De meer gematigde figuren in zijn partij hebben afscheid van hem genomen. De extremen zijn gebleven. Legalisering van geweld en bedreiging van mede-Kamerleden behoren tot hun repertoire. Hoe ga je daar in en buiten het parlement mee om?
Het zou interessant en zeker ook relevant zijn om eens systematisch te vergelijken hoe destijds omgegaan werd met de CPN of de vooroorlogse NSB en men nu omgaat met de PVV en de FVD. Laten politici zich tegenwoordig niet veel te veel opjagen door uitdagende uitspraken en een extreme opstelling?
Uiteraard is de rol van de nieuwe media daarbij ook relevant. Langs die weg hebben extreme politici tegenwoordig een groter bereik dan vroeger. Mede door de ontzuiling en de individualisering kunnen zij gemakkelijker grote groepen mensen bereiken die vroeger voor hen niet of nauwelijks toegankelijk waren.
D66 is een partij die sterk de menselijke keuzevrijheid beklemtoont maar tegelijkertijd gemakkelijk wil optreden tegen mensen die buiten de door haar gestelde ethische en sociale kaders opereren. Die zijn immers in strijd met de mensenrechten en vormen een gevaar voor de democratie, zo stelt men al gauw. Of het nu moslims zijn of refo’s of bewonderaars van Wilders of Baudet.
Afgehaakt Nederland
Het democratisch bestel is niet iets om over te juichen. Daarvoor functioneert het te gebrekkig. Daarvoor zijn er te veel principiële bezwaren. Over goed en kwaad kan niet bij meerderheid van stemmen worden beslist. Maar alles bij elkaar genomen moet –als je in de wereld rondkijkt- ook gezegd worden dat het veel erger kan.

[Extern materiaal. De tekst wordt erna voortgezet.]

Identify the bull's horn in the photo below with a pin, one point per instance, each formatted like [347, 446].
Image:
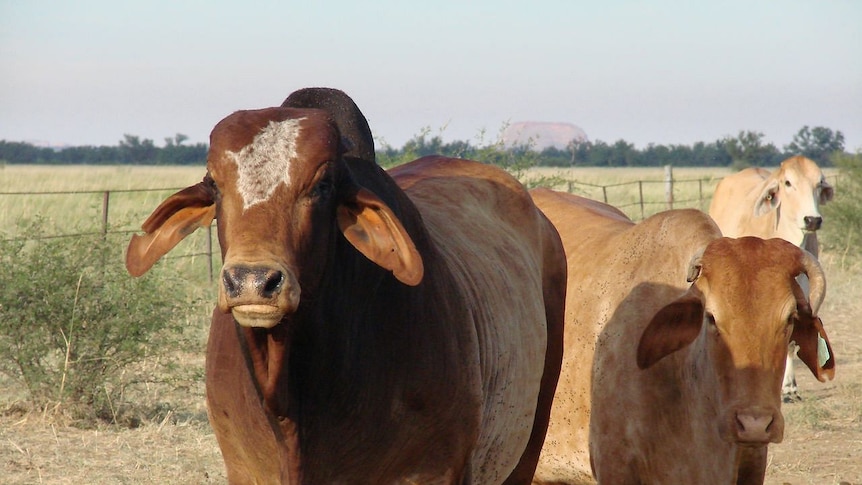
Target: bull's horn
[816, 280]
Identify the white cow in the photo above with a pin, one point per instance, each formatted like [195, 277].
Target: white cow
[784, 204]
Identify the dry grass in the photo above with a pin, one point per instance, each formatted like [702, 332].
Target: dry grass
[823, 437]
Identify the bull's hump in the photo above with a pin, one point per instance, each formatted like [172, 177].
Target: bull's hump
[264, 163]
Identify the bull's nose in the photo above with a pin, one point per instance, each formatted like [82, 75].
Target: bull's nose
[812, 223]
[264, 283]
[758, 426]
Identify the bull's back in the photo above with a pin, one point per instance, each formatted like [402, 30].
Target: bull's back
[494, 242]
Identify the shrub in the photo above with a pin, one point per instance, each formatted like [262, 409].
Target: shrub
[75, 328]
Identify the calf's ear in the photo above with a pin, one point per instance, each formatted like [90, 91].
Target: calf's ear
[174, 219]
[672, 328]
[814, 347]
[374, 230]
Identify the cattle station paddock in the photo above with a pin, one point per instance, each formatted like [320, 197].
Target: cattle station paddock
[174, 444]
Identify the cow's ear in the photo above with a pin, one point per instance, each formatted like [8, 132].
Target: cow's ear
[814, 347]
[374, 230]
[768, 199]
[826, 192]
[672, 328]
[174, 219]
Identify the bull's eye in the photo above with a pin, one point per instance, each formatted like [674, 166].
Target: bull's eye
[323, 189]
[710, 320]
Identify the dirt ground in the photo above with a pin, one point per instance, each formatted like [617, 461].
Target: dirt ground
[822, 445]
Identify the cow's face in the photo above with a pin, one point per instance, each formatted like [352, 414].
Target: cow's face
[795, 191]
[743, 309]
[274, 175]
[282, 194]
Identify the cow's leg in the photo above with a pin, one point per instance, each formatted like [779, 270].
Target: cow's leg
[789, 391]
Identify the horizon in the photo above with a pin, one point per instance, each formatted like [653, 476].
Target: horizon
[663, 72]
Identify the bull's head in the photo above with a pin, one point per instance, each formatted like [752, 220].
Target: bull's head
[281, 192]
[740, 313]
[798, 188]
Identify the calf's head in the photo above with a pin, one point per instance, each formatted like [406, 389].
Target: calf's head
[738, 316]
[281, 192]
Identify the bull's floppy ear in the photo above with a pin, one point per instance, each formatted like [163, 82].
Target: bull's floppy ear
[814, 347]
[768, 199]
[374, 230]
[672, 328]
[174, 219]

Maar dan is het wel van belang dat een liberale meerderheid (liberaal in de brede zin van het woord) niet gaat bepalen wie er mee mag doen en wie niet. Een partijverbod betekent onvermijdelijk dat de aanhangers van die politieke richting zich helemaal niet meer betrokken voelen bij het politieke bestel. ”Afgehaakt Nederland” vormt toch al een groot probleem.
En waar ligt de grens? Is dat bij het regelrecht aansporen tot geweld? Dat zou een belangrijk criterium kunnen zijn. Maar blijft het daarbij?
Niet voor niets werd in de publieke discussie de SGP genoemd als een partij die vanwege haar vrouwonvriendelijke standpunten ook verboden zou moeten worden. Recente ontwikkelingen over transgenders en homoseksualiteit plaatsen die partij en de achterliggende gezindte evenzeer in de beklaagdenbank. Denk maar aan de ophef over de identiteitsverklaringen in het reformatorisch onderwijs.
Een christelijke partij die zich op gevoelige punten blijft verzetten tegen de geest van de tijd bevindt zich tegenwoordig in de vuurlinie. Meer nog dan in de tijd van de oude Van Dis.
De auteur is oud-hoofdredacteur van het Reformatorisch Dagblad.